Answer:
3Sn²⁺ + 14 H⁺ + Cr₂O₇⁻² → 3Sn⁴⁺ + 2Cr³⁺ + 7H₂O
Coefficient for the H⁺ is 14 (more than 4 .- option e)
Explanation:
First of all, we should determine the half reactions
Cr₂O₇⁻² in dichromate, chromium acts with +6 → Cr³⁺
Sn²⁺ → Sn⁴⁺
So in the second element, Sn changed the oxidation state from +2 to +4. It has increased, so it has oxidized and it has released electrons.
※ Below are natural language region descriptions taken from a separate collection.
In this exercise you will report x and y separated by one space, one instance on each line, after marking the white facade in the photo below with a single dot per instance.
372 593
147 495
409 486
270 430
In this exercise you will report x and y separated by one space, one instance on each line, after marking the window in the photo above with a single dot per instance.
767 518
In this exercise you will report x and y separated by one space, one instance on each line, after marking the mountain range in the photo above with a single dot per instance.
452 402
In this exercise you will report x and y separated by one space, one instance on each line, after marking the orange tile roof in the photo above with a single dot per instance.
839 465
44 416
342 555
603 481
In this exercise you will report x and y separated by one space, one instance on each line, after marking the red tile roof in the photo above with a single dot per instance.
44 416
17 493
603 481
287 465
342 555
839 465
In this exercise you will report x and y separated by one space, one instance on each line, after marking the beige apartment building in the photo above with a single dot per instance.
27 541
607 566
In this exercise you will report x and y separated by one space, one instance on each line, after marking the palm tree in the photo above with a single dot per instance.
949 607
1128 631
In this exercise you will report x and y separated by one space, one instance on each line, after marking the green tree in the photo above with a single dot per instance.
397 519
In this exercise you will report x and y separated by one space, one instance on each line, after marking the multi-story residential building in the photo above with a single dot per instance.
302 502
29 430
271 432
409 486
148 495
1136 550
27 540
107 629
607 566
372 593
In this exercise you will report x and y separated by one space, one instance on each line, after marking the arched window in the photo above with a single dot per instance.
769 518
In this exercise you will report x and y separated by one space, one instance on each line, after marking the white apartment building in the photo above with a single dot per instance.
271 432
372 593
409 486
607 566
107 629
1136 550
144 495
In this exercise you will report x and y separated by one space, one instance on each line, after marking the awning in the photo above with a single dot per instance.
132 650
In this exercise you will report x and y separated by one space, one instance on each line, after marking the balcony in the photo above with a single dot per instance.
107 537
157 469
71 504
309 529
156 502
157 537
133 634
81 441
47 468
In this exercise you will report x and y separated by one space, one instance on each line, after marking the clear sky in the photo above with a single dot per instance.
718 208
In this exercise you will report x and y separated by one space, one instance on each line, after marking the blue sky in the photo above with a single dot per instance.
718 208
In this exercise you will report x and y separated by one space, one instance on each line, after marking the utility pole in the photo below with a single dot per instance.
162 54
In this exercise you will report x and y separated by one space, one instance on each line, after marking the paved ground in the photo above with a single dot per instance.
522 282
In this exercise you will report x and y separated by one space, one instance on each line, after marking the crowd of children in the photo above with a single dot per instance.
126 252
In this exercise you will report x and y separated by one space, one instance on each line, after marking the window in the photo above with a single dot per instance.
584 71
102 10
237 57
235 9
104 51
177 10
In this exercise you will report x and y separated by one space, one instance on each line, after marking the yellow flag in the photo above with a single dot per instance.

In dichromate, chromium decreased the oxidation state, from +6 to +3. It was reduced so it gained electrons.
Sn²⁺ → Sn⁴⁺ + 2e⁻ oxidation
Cr₂O₇⁻² + 6e⁻ → Cr³⁺ reduction
We must balance the Cr with 2 and, in the opposite side of oxygens, we complete with the same amount of water. If we have 7 O, we must add 7 H₂O to the product side. Finally to balance the protons, we add 14 H⁺, to reactant side as we have 14 H in product side The half reaction of reduction will be:
14 H⁺ + Cr₂O₇⁻² + 6e⁻ → 2Cr³⁺ + 7H₂O
Now we have to balance the e⁻, so they can be cancelled. We multiply x3 half reaction of oxidation and x1 half reaction of reduction
(Sn²⁺ → Sn⁴⁺ + 2e⁻ ) x3
(14 H⁺ + Cr₂O₇⁻² + 6e⁻ → 2Cr³⁺ + 7H₂O) . 1
We sum each of them
3Sn²⁺ + 14 H⁺ + Cr₂O₇⁻² + 6e⁻ → 3Sn⁴⁺ + 6e⁻ + 2Cr³⁺ + 7H₂O
The balance reaction will be:
3Sn²⁺ + 14 H⁺ + Cr₂O₇⁻² → 3Sn⁴⁺ + 2Cr³⁺ + 7H₂O